Ask HN: Cost of a daily newsletter - jmstfv
Given 1000+ subscribers, how much will the newsletter cost (sent daily, provider agnostic)? As subscriber base grows, can I take advantage of economies of scale? Can I do it for free, using Python?
======
kureikain
Hi,

I suggest to use MailChimp, I launch my own[1] recenly and it's very reliable.
As long as the list are under 2000 subscribers, it's free to send under 12000
emails.

If you go beyond that, then it means you should have some revenus from sponsor
to cover the cost of MailChimp. MailChimp is very reliable and easier to get
started IMHO. They can easily import email from a given URL.

\---

[1] [https://betterdev.links](https://betterdev.links)

------
SXX
> Given 1000+ subscribers, how much will the newsletter cost (sent daily,
> provider agnostic)?

You can check MailChimp or Amazon SES pricing for instance:

[https://mailchimp.com/](https://mailchimp.com/)

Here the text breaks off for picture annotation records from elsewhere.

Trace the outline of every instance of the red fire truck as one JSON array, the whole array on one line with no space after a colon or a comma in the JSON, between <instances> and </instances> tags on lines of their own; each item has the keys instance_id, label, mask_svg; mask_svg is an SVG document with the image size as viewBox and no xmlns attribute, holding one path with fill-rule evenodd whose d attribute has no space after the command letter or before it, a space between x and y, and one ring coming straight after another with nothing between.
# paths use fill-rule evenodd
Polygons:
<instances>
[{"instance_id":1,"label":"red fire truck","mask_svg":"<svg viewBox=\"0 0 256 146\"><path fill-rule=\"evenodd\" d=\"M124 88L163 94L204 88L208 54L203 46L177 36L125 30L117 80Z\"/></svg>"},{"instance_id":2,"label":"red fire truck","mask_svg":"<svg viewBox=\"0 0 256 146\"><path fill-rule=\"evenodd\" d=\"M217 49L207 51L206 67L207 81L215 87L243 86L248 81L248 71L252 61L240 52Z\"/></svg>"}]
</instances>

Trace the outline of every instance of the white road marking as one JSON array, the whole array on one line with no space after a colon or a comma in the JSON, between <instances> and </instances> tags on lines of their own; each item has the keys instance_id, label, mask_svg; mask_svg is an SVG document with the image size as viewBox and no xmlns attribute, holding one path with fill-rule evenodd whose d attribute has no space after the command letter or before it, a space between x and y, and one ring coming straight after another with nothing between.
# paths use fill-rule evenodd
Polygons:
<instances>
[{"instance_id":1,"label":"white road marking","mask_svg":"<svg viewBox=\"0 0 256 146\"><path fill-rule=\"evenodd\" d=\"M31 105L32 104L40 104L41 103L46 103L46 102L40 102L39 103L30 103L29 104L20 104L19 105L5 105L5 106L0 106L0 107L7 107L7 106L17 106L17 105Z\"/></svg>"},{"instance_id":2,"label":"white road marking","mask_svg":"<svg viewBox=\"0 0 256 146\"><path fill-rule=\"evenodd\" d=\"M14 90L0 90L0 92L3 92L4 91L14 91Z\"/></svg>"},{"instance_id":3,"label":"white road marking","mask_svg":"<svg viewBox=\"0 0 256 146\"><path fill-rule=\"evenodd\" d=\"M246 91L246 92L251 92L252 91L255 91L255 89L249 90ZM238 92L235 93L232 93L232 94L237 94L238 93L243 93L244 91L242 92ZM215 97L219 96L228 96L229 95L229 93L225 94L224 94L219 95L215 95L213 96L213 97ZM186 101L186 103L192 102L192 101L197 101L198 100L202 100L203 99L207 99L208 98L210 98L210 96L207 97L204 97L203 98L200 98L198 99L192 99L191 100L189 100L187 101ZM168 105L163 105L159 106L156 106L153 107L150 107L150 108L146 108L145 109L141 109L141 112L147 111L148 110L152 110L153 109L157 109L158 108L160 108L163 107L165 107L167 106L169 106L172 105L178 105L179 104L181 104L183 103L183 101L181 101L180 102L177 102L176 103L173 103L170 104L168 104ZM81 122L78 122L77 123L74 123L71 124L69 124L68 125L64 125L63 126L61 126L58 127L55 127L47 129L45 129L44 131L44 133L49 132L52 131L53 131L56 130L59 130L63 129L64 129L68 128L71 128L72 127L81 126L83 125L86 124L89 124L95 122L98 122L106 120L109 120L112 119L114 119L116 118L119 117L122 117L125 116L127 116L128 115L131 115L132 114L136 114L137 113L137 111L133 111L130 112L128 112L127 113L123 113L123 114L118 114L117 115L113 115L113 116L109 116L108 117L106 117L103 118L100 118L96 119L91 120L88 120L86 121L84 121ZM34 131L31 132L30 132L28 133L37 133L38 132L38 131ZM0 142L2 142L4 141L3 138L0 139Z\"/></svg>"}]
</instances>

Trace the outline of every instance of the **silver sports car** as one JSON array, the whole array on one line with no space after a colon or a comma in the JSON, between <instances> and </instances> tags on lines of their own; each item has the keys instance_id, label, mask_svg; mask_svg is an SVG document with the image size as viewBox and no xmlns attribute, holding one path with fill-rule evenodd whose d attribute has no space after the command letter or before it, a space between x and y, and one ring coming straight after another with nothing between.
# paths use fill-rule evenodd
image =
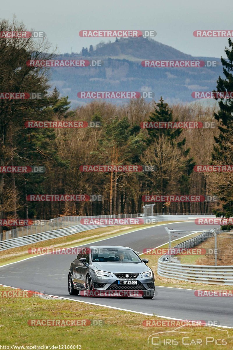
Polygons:
<instances>
[{"instance_id":1,"label":"silver sports car","mask_svg":"<svg viewBox=\"0 0 233 350\"><path fill-rule=\"evenodd\" d=\"M141 259L130 248L114 246L86 247L71 264L68 290L71 295L80 291L87 294L97 290L127 291L139 293L144 299L154 295L154 276Z\"/></svg>"}]
</instances>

[https://aws.amazon.com/ses/](https://aws.amazon.com/ses/)

> As subscriber base grows, can I take advantage of economies of scale?

30,000 / month is not enough to get any real advantage, but if you grow large
and going to have reputation of your domain then you can certainly start
saving. When you already have working solution and send million of emails each
month it's easier to setup your own infrastructure that going to be cheaper.

> Can I do it for free, using Python?

Unfortunately 1000 daily emails is way above the line where you can use some
public SMTP provider and expect no trouble. You can of course try to set your
own server, but that would mean that some of subscribers certainly going to
miss your mail for quite some time and it's doesn't scale too well.

Gmail / G Suite have usual limit of 2000 messages per day and you can also try
other large providers like russian Yandex, but they also have about 2000
messages limit. I used both GMail and Yandex on multiple small projects for
notification / email verification and never had issues, but I only ever sent
below 500 messages / day.

If you still decide to try run your own server or use public SMTP make sure to
use and follow best practices before you start sending anything: sent from
your project public domain, add mandatory unsubscribe link and headers, only
add links to trusted domains and avoid link shorteners, make sure that you
handle rejected mail and not sent anything to deleted accounts, etc. So it's
would take weeks of work at best to setup it properly.